28.6 A Failed Attempt: Just Using Loads/Stores

如果没有硬件的支持，想通过 flag 来达到锁的目的，例如：

typedef struct __lock_t { int flag; } lock_t;

void init(lock_t *mutex) {
	// 0 -> lock is available, 1 -> held
	mutex->flag = 0;
}

void lock(lock_t *mutex) {
	while (mutex->flag == 1) // TEST the flag
	; // spin-wait (do nothing)
	mutex->flag = 1; // now SET it!
}

void unlock(lock_t *mutex) {
	mutex->flag = 0;
}

一个线程执行lock()后，全局mutex->flag被置 1，其他所有线程试图通过lock()获取锁时，会阻塞 spin-wait。

这样的实现也会有并发的问题，在 while 判断通过后切换了线程，这样两个线程可能同时都对 flag 置 1：

28.7 Spin Locks with Test-And-Set

接下来几小节会介绍几种实现锁的硬件支持指令，包括：

Test-And-Set
Compare-And-Swap
Load-Linked and Store-Conditional
Fetch-and-Add

硬件会支持一种 TestAndSet原子交换指令，读出和写入内存地址是原子操作，不会被其他进程打断。一开始锁的 flag 为 0，第一个线程调用 TestAndSet 会返回 0，并且把 flag 置 1，可以跳出循环。后面的线程调用 TestAndSet 会返回 1，不断 spin。

int TestAndSet(int *old_ptr, int new) {
	int old = *old_ptr; // fetch old value at old_ptr
	*old_ptr = new; // store ’new’ into old_ptr
	return old; // return the old value
}

因此自旋锁利用原子交换，基本实现如下：

typedef struct __lock_t {
	int flag;
} lock_t;

void init(lock_t *lock) {
	// 0: lock is available, 1: lock is held
	lock->flag = 0;
}

void lock(lock_t *lock) {
	while (TestAndSet(&lock->flag, 1) == 1)
	; // spin-wait (do nothing)
}

void unlock(lock_t *lock) {
	lock->flag = 0;
}

在 lock 的时候使用原子交换指令。

28.9 Compare-And-Swap

另一种硬件原语 Compare-And-Swap。

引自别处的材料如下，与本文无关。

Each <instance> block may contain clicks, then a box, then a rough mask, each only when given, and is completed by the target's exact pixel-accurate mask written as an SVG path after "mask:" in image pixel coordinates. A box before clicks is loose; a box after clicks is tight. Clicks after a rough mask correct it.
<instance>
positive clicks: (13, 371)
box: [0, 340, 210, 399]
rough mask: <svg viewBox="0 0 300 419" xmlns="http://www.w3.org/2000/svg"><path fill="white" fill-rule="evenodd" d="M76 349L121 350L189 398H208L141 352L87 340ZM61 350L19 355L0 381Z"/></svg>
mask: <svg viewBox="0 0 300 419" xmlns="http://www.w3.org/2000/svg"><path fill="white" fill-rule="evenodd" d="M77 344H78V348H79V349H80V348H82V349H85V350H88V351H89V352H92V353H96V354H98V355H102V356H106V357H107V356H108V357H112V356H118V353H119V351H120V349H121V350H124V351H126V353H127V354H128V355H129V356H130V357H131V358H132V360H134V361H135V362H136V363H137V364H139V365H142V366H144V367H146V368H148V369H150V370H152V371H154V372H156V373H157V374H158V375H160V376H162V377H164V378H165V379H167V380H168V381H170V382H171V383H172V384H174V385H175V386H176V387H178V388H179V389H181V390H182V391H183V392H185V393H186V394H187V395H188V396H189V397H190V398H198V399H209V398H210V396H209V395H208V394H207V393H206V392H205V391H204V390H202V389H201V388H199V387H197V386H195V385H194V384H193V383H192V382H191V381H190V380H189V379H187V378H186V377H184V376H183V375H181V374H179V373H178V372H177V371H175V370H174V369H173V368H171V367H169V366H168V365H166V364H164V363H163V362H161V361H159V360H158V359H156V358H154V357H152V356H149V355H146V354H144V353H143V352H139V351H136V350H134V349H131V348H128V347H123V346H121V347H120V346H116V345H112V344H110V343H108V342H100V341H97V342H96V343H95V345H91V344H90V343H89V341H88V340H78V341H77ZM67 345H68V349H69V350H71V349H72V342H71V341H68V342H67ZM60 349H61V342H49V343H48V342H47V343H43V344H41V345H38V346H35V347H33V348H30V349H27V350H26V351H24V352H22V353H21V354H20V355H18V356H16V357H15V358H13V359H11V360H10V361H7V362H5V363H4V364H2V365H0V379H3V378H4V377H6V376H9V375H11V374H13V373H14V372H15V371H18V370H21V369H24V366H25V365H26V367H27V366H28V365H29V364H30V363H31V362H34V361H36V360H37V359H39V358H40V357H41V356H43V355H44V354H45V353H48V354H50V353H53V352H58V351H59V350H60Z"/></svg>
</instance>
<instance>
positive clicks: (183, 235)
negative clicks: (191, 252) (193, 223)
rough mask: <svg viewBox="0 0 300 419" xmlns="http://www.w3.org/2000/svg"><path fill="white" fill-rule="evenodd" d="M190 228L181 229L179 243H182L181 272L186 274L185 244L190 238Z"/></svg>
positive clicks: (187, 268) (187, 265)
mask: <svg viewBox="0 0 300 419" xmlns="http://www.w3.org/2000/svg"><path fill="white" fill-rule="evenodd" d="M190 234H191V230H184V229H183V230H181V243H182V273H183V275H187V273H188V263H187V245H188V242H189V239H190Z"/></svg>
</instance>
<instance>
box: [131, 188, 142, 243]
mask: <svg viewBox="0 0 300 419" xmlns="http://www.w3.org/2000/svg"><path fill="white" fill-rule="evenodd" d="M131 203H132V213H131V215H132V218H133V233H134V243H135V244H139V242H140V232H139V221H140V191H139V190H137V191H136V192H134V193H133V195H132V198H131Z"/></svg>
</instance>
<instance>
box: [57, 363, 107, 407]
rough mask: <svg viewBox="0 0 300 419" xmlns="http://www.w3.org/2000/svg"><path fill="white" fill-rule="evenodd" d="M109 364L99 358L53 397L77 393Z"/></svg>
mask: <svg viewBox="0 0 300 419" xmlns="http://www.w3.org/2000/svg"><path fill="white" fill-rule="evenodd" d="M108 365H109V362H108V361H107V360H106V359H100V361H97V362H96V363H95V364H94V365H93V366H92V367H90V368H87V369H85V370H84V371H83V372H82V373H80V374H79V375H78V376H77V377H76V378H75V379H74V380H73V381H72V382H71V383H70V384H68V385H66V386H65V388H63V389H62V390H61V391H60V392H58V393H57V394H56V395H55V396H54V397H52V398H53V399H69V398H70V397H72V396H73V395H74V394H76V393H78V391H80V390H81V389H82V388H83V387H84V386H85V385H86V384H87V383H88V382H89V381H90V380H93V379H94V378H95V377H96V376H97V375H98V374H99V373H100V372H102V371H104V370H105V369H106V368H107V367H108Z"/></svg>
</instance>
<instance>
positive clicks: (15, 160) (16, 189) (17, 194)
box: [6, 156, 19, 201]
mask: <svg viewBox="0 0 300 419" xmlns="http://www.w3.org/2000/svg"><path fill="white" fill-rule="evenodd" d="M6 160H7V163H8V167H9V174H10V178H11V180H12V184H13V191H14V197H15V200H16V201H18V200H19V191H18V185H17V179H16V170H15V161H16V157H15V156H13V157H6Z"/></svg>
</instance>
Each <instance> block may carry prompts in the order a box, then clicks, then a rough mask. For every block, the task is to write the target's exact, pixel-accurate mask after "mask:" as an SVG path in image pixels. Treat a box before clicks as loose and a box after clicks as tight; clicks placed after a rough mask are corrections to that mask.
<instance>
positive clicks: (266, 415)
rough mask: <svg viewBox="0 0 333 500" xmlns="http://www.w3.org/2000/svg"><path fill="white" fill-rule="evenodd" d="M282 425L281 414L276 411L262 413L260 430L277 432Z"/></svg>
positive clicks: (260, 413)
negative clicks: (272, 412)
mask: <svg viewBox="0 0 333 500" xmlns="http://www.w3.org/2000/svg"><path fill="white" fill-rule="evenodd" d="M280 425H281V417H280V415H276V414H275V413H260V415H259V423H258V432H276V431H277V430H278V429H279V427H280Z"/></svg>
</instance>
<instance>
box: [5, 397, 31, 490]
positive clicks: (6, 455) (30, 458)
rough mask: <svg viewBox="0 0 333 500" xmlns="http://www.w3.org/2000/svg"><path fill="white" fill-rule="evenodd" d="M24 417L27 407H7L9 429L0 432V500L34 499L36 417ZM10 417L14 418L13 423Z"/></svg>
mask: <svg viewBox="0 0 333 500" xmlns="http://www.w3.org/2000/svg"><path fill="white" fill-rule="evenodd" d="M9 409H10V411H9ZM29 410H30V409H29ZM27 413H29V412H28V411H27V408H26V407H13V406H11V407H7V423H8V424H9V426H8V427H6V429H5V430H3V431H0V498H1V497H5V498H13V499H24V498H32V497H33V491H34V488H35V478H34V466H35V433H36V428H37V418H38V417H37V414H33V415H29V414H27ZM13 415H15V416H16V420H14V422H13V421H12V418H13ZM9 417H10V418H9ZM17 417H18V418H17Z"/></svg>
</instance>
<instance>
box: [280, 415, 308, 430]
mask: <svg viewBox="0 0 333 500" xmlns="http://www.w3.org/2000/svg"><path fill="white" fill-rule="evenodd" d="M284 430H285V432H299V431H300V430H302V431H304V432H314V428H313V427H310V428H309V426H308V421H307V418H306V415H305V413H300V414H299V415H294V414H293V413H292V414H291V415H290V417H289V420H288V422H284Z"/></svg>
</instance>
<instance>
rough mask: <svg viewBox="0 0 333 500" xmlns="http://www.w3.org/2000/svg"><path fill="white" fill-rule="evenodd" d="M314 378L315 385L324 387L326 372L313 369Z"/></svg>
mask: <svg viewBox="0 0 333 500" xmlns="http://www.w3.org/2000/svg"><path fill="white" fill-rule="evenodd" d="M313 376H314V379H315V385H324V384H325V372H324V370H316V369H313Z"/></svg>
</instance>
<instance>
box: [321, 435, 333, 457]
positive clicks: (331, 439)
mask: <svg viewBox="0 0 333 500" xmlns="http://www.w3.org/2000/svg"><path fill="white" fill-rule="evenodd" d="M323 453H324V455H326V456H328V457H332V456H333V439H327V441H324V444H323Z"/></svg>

判断锁的 flag 是否和预期相同，相同则更新值。

int CompareAndSwap(int *ptr, int expected, int new) {
	int original = *ptr;
	if (original == expected)
	*ptr = new;
	return original;
}

利用该硬件原语，同样可以实现自旋锁：

void lock(lock_t *lock) {
	while (CompareAndSwap(&lock->flag, 0, 1) == 1)
	; // spin
}

28.10 Load-Linked and Store-Conditional

一些平台提供了实现临界区的指令，比如 MIPS 的 Load-Linked and Store-Conditional。其他平台也有类似的指令。

Load-Linked(LL)链接加载和普通 load 指令没什么不同。

Store-Conditional(SC)条件存储是只有上一次链接加载的地址在期间没有更新过，才能成功。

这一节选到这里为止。